🤖 AI Summary
Recent time-series forecasting research increasingly relies on complex architectures (e.g., Transformers, GNNs), yet their necessity remains empirically unverified. Method: This work proposes and rigorously evaluates a Simple Feedforward Neural Network (SFNN) as a strong baseline—employing univariate/multivariate input encoding and sliding-window modeling within a lightweight, reproducible evaluation framework. Critically, it redefines benchmarking protocols to enforce consistent data splitting, fair hyperparameter selection, and rigorous generalization assessment. Results: SFNN matches or surpasses state-of-the-art models across diverse multivariate and univariate forecasting benchmarks, while reducing parameter count by 1–2 orders of magnitude and accelerating training by 3–5×. Moreover, it demonstrates superior robustness to noise and distributional shift. Key contributions include: (i) establishing SFNN as a new, accessible baseline; (ii) challenging the assumed necessity of complex multivariate modeling; and (iii) advocating a more principled, reproducible evaluation paradigm for time-series forecasting.
📝 Abstract
Time series data are everywhere -- from finance to healthcare -- and each domain brings its own unique complexities and structures.

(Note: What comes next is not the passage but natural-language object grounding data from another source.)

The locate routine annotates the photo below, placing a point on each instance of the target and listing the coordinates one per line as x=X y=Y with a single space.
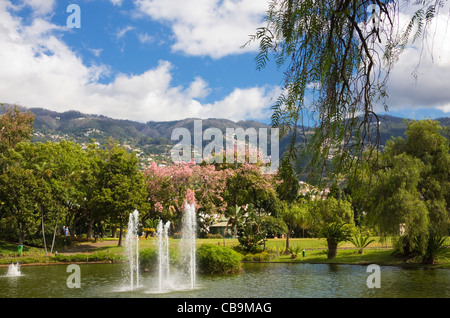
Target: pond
x=257 y=280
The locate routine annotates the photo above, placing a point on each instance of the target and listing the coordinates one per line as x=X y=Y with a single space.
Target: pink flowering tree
x=170 y=187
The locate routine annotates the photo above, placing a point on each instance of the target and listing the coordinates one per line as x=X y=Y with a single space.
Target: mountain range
x=154 y=137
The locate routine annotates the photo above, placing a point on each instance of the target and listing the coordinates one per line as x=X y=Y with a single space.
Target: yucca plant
x=361 y=241
x=434 y=247
x=335 y=233
x=294 y=251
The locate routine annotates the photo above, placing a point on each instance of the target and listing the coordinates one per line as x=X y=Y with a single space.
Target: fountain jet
x=132 y=248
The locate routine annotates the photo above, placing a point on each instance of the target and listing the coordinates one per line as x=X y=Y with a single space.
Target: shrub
x=148 y=258
x=213 y=259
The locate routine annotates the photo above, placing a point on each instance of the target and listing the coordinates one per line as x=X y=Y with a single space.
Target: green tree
x=15 y=126
x=120 y=185
x=333 y=220
x=336 y=58
x=294 y=215
x=408 y=186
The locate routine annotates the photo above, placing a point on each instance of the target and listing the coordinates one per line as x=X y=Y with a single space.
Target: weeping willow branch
x=336 y=58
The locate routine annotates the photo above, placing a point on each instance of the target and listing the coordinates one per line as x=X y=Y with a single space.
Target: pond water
x=256 y=280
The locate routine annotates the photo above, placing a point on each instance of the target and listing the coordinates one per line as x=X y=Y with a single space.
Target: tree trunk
x=288 y=234
x=54 y=231
x=43 y=232
x=120 y=234
x=89 y=231
x=21 y=234
x=332 y=248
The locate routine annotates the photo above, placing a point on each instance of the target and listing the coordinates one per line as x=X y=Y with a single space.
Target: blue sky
x=170 y=59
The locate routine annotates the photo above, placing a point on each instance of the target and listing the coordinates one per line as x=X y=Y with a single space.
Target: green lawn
x=377 y=252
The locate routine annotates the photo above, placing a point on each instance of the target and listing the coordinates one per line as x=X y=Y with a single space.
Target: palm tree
x=361 y=241
x=335 y=233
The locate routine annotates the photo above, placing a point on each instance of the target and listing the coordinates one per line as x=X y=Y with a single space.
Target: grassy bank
x=378 y=253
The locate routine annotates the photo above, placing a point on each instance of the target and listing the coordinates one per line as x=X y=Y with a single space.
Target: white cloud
x=39 y=7
x=145 y=38
x=40 y=70
x=421 y=76
x=120 y=34
x=215 y=28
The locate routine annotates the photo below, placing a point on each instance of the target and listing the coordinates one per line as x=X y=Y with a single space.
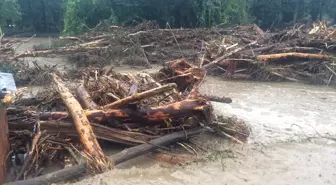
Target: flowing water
x=290 y=124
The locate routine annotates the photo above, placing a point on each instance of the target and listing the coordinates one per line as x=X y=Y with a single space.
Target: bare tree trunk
x=3 y=144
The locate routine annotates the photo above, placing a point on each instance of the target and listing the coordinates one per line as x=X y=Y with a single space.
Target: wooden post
x=4 y=146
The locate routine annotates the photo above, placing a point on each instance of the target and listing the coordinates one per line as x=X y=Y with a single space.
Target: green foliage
x=9 y=11
x=75 y=16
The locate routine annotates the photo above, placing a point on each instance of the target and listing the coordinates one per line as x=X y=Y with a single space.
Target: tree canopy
x=75 y=16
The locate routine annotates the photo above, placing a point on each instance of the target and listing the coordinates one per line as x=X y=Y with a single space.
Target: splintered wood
x=97 y=160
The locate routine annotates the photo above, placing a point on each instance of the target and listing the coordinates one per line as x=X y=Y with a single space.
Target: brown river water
x=289 y=143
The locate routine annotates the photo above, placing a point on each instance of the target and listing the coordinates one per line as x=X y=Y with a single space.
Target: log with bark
x=80 y=170
x=293 y=56
x=199 y=108
x=97 y=160
x=102 y=132
x=4 y=145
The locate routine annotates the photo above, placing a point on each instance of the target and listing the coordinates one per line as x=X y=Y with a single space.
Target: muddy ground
x=288 y=121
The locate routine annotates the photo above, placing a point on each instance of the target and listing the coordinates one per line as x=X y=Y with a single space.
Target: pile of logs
x=142 y=111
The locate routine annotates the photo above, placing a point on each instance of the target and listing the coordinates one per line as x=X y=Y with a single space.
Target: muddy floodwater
x=289 y=124
x=293 y=126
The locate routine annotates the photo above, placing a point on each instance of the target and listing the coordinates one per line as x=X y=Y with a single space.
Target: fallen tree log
x=101 y=132
x=221 y=99
x=151 y=116
x=80 y=170
x=293 y=55
x=97 y=161
x=4 y=145
x=140 y=96
x=207 y=66
x=84 y=98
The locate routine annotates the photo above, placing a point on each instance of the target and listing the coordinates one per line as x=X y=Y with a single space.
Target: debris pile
x=130 y=109
x=243 y=52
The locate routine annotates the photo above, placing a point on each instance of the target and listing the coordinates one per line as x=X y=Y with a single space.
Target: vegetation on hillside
x=75 y=16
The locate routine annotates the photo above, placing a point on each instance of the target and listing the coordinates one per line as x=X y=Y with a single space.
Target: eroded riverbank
x=282 y=116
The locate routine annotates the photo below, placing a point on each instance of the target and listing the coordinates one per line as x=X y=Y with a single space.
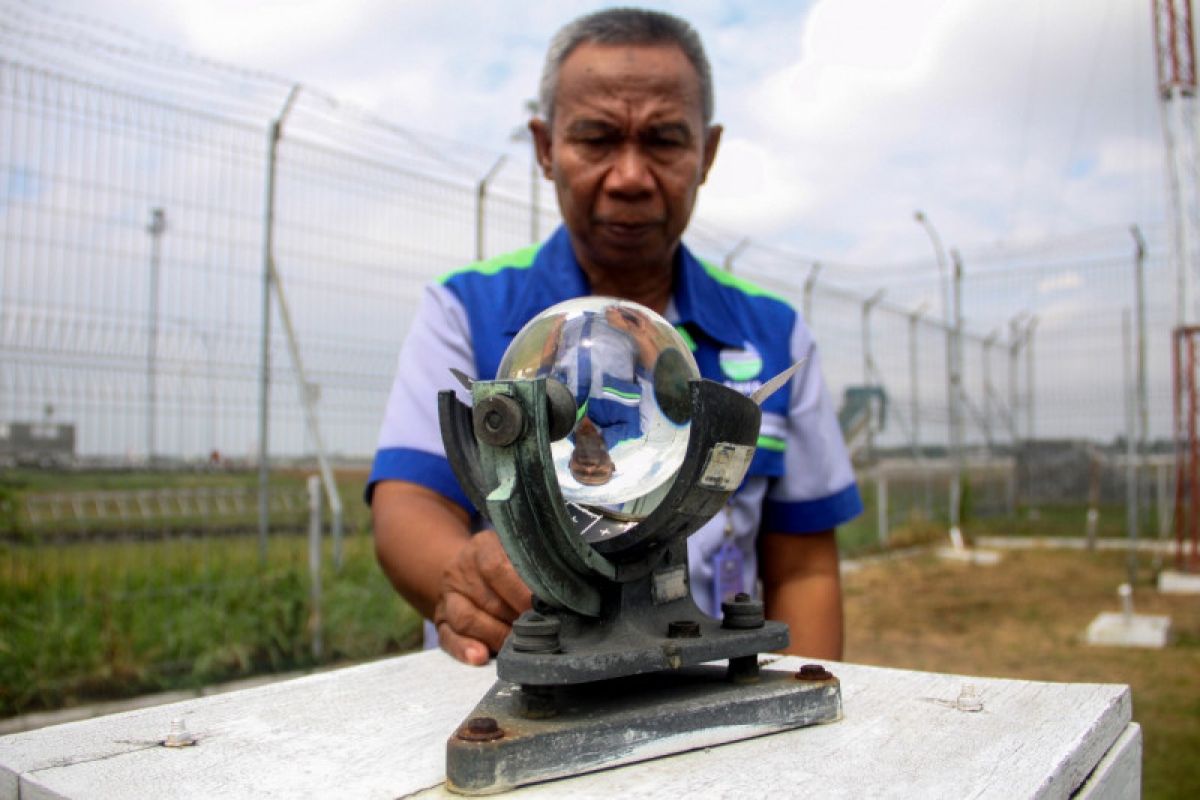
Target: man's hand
x=463 y=583
x=481 y=595
x=802 y=587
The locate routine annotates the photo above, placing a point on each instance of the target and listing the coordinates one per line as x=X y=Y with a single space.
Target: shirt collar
x=556 y=276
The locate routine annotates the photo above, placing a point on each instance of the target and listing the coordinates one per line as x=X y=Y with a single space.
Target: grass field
x=1025 y=618
x=113 y=619
x=154 y=611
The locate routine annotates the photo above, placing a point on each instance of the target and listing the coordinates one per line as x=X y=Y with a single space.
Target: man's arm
x=463 y=583
x=802 y=587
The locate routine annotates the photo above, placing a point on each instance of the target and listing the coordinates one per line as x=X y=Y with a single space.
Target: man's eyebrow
x=671 y=128
x=577 y=127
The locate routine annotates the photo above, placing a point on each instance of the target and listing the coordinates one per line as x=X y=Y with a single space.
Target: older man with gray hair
x=628 y=138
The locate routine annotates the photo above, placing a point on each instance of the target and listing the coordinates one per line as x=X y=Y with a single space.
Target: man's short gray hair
x=625 y=26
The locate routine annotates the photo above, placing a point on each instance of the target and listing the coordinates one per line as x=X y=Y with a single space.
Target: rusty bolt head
x=480 y=729
x=498 y=420
x=814 y=672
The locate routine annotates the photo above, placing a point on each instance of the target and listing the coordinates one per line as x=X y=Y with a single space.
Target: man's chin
x=633 y=253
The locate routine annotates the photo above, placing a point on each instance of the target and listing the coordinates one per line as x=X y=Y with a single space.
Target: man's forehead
x=658 y=73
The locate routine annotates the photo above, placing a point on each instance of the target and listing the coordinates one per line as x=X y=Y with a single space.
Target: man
x=627 y=139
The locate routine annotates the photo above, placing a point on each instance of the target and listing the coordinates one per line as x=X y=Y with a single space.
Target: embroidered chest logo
x=741 y=365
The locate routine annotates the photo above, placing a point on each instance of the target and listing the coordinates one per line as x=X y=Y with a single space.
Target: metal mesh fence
x=131 y=307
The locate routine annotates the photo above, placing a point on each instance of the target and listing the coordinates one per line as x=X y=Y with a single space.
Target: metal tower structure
x=1175 y=50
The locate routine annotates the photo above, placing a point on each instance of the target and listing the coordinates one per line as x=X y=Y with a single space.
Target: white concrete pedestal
x=970 y=555
x=1171 y=582
x=1115 y=629
x=379 y=731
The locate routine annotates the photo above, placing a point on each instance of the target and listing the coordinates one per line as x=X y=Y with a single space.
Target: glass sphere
x=628 y=371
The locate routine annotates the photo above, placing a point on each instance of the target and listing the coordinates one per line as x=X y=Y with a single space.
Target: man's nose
x=630 y=173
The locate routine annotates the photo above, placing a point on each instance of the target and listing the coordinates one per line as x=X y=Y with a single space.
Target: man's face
x=627 y=151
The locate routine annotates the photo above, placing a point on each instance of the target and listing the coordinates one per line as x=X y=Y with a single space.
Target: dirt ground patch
x=1025 y=618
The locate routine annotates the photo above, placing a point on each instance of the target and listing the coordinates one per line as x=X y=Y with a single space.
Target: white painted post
x=315 y=618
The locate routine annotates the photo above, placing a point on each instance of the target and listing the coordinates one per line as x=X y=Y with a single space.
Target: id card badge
x=727 y=571
x=727 y=566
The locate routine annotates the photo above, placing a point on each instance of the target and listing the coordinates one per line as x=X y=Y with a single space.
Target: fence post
x=881 y=506
x=480 y=202
x=1131 y=402
x=315 y=617
x=264 y=355
x=733 y=254
x=810 y=283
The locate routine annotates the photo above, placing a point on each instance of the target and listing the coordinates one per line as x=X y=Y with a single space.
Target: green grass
x=101 y=620
x=17 y=522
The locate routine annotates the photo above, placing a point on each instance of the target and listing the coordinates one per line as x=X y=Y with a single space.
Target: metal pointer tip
x=775 y=383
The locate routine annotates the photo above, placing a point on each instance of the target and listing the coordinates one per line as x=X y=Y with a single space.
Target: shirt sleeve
x=411 y=439
x=817 y=491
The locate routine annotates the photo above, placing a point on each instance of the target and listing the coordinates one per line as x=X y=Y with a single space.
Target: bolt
x=683 y=629
x=742 y=613
x=969 y=699
x=480 y=729
x=743 y=669
x=498 y=420
x=814 y=672
x=178 y=735
x=533 y=632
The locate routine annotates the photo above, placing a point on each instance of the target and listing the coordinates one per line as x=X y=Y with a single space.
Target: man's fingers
x=497 y=572
x=462 y=648
x=465 y=618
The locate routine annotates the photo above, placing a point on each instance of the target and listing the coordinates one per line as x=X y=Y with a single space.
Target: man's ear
x=712 y=140
x=540 y=131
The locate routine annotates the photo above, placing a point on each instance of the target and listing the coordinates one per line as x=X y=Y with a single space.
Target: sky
x=1012 y=124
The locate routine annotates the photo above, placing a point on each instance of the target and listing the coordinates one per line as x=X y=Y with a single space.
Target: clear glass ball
x=628 y=371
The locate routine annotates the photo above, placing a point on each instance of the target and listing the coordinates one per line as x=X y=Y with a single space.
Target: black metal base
x=516 y=737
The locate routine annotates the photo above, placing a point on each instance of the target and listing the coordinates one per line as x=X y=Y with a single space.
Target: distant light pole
x=156 y=228
x=480 y=202
x=521 y=133
x=732 y=256
x=951 y=366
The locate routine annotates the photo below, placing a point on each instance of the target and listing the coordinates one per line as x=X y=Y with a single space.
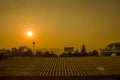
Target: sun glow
x=29 y=33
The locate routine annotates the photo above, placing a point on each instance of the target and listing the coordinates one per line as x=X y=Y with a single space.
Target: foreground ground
x=97 y=68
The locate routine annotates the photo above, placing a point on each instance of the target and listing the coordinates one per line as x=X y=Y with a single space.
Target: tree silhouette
x=94 y=53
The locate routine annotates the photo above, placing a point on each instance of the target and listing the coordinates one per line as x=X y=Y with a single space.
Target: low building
x=111 y=49
x=68 y=49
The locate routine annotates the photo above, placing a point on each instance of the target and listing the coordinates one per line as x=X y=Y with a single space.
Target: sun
x=29 y=33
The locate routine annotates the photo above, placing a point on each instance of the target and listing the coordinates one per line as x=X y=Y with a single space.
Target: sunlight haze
x=59 y=23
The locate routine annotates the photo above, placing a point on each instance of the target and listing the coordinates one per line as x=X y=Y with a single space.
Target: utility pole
x=34 y=48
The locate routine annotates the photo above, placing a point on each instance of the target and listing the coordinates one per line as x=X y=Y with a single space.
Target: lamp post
x=33 y=48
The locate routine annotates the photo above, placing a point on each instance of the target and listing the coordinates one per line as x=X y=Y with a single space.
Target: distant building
x=111 y=49
x=68 y=49
x=4 y=53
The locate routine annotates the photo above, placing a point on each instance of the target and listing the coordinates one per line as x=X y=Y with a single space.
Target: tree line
x=24 y=51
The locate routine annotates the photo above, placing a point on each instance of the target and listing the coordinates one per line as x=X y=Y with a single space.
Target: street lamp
x=34 y=48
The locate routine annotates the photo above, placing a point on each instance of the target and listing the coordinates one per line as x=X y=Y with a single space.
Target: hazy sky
x=59 y=23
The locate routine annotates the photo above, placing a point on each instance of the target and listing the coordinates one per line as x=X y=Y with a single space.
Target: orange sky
x=59 y=23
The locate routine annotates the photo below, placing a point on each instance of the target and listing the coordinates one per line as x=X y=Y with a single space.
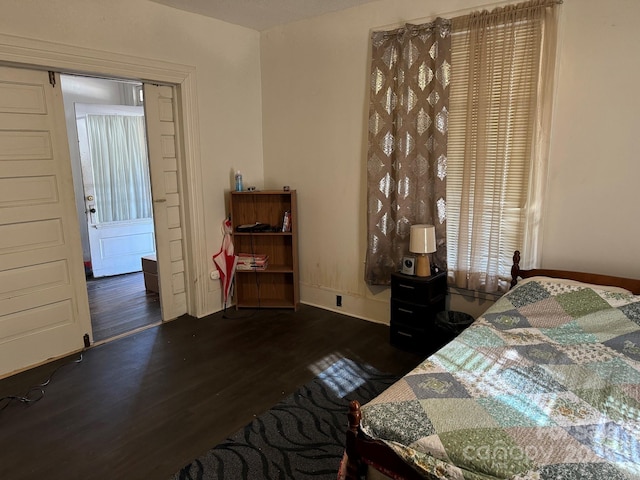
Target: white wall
x=303 y=88
x=226 y=59
x=315 y=88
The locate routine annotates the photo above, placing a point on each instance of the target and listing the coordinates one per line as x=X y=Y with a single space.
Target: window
x=500 y=94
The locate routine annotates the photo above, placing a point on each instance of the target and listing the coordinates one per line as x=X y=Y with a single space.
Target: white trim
x=43 y=55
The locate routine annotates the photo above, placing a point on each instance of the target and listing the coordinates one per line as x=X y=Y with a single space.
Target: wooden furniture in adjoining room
x=415 y=301
x=516 y=358
x=276 y=285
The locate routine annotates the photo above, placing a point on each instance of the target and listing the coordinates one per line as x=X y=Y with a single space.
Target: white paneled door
x=44 y=311
x=168 y=209
x=117 y=193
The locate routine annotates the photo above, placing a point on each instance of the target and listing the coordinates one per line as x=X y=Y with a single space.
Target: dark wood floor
x=121 y=304
x=142 y=406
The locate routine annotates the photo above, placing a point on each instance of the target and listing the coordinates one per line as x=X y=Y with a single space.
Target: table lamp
x=422 y=240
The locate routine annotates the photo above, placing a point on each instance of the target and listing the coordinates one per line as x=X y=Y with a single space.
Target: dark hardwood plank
x=142 y=406
x=120 y=304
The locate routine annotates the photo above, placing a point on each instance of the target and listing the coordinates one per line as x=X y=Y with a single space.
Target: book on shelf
x=252 y=261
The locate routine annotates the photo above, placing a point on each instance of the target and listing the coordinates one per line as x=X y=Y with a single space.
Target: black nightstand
x=415 y=301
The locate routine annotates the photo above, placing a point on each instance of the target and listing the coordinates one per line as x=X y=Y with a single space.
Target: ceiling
x=261 y=14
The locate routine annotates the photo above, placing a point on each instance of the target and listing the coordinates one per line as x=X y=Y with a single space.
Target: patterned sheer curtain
x=120 y=167
x=500 y=104
x=407 y=156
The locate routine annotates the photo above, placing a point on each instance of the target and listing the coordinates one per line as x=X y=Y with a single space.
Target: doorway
x=110 y=166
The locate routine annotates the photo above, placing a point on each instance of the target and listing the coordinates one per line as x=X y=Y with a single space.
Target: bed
x=544 y=385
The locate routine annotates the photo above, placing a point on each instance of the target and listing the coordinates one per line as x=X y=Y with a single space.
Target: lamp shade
x=422 y=239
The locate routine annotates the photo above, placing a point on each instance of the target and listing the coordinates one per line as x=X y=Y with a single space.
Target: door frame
x=42 y=55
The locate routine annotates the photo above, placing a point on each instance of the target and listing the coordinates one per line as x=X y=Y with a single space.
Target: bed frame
x=362 y=451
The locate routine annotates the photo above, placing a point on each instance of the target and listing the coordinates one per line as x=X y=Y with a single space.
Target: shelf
x=277 y=285
x=269 y=269
x=255 y=234
x=254 y=303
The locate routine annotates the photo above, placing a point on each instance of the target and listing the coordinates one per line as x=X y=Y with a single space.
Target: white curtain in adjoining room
x=120 y=167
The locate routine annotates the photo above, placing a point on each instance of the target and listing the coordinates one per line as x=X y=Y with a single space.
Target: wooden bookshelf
x=276 y=286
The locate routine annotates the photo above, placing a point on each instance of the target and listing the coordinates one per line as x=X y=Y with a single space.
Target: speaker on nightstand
x=408 y=265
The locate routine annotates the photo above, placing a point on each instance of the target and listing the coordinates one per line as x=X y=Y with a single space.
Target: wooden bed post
x=353 y=458
x=515 y=268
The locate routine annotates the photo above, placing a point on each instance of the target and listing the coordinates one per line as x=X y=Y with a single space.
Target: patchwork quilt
x=544 y=385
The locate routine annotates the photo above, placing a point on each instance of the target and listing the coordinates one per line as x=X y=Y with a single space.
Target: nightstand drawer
x=412 y=314
x=414 y=339
x=419 y=289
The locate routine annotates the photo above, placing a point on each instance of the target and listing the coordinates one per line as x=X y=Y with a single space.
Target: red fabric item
x=226 y=261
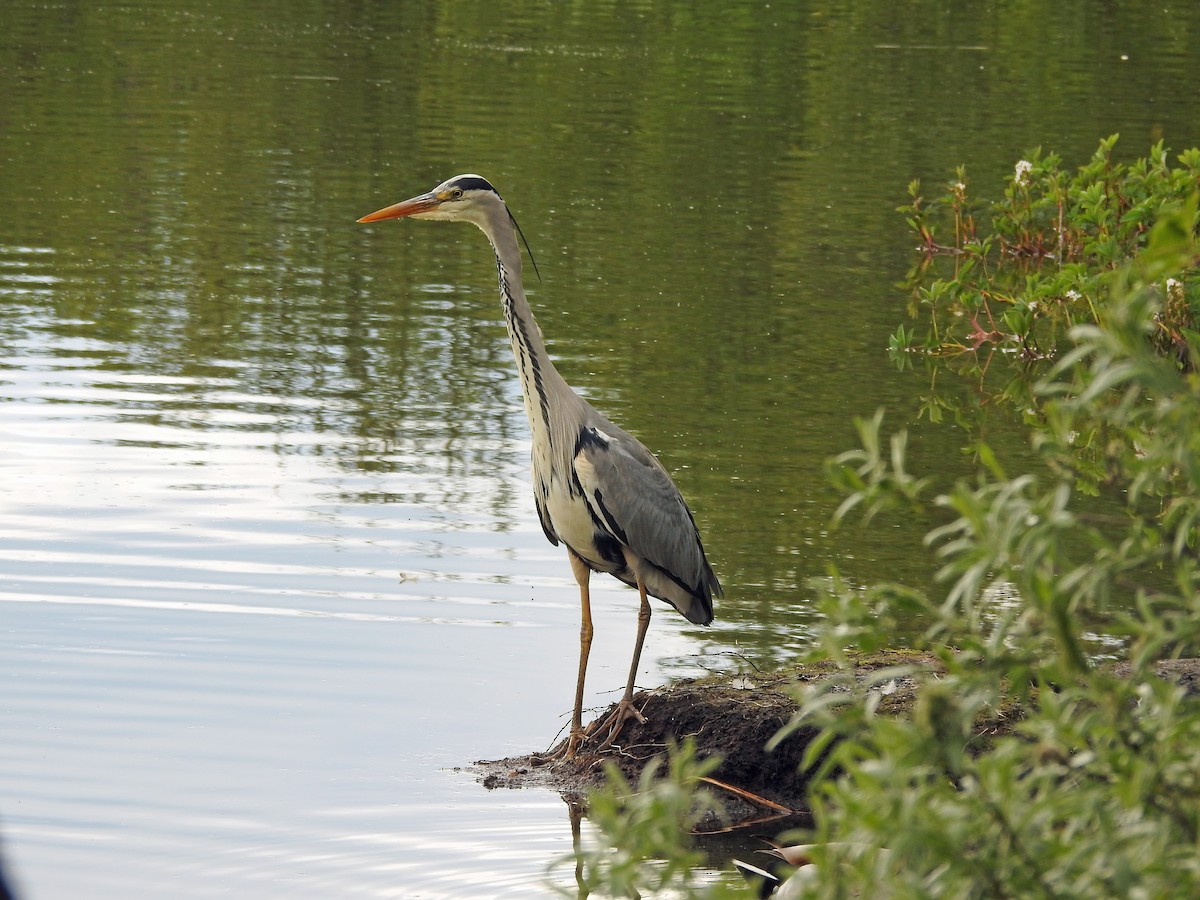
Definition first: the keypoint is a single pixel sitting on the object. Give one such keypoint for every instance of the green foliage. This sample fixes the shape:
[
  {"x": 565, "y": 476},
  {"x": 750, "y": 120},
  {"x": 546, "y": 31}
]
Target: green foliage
[
  {"x": 1043, "y": 264},
  {"x": 1030, "y": 767}
]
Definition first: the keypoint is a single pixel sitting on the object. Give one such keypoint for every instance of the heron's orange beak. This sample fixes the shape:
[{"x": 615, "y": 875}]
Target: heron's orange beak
[{"x": 407, "y": 208}]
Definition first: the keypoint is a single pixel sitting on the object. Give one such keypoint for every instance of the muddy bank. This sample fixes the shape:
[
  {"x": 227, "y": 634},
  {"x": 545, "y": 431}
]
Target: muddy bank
[
  {"x": 732, "y": 717},
  {"x": 735, "y": 717}
]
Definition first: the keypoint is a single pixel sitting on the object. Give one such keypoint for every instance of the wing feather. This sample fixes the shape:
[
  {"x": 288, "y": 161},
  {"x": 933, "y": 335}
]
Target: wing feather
[{"x": 631, "y": 495}]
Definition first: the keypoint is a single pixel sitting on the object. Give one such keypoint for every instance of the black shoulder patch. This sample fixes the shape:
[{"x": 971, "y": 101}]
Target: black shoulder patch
[{"x": 591, "y": 438}]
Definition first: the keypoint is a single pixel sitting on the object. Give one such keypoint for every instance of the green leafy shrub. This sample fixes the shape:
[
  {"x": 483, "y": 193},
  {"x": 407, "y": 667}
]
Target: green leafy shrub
[{"x": 1055, "y": 753}]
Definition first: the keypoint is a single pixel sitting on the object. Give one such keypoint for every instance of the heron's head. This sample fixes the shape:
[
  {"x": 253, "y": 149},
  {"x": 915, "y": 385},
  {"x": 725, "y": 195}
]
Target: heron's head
[{"x": 462, "y": 198}]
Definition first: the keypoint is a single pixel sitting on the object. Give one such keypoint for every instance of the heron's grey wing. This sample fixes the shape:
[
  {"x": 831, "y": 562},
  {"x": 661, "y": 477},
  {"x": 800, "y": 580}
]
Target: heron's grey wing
[
  {"x": 544, "y": 517},
  {"x": 635, "y": 499}
]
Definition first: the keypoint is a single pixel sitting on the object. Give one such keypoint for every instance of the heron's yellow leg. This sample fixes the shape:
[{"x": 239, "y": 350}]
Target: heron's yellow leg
[
  {"x": 625, "y": 708},
  {"x": 583, "y": 576}
]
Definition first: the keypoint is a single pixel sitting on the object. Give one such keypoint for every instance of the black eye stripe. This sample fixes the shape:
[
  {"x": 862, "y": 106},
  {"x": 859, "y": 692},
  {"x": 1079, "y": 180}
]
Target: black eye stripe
[{"x": 475, "y": 184}]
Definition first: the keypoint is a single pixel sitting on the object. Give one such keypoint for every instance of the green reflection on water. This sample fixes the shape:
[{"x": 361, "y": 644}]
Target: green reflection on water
[{"x": 709, "y": 190}]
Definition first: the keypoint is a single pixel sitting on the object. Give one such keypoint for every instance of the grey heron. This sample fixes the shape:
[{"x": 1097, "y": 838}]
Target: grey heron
[{"x": 598, "y": 490}]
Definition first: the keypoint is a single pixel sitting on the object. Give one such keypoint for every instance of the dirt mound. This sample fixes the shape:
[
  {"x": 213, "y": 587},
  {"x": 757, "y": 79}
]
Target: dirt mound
[{"x": 731, "y": 717}]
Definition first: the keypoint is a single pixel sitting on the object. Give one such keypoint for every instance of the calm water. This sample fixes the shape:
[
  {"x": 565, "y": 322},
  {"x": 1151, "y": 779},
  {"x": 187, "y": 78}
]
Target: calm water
[{"x": 269, "y": 565}]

While advanced models like Transformers and graph neural networks (GNNs) have gained popularity in time series forecasting, largely due to their success in tasks like language modeling, their added complexity is not always necessary. In our work, we show that simple feedforward neural networks (SFNNs) can achieve performance on par with, or even exceeding, these state-of-the-art models, while being simpler, smaller, faster, and more robust. Our analysis indicates that, in many cases, univariate SFNNs are sufficient, implying that modeling interactions between multiple series may offer only marginal benefits. Even when inter-series relationships are strong, a basic multivariate SFNN still delivers competitive results. We also examine some key design choices and offer guidelines on making informed decisions. Additionally, we critique existing benchmarking practices and propose an improved evaluation protocol. Although SFNNs may not be optimal for every situation (hence the ``almost'' in our title) they serve as a strong baseline that future time series forecasting methods should always be compared against.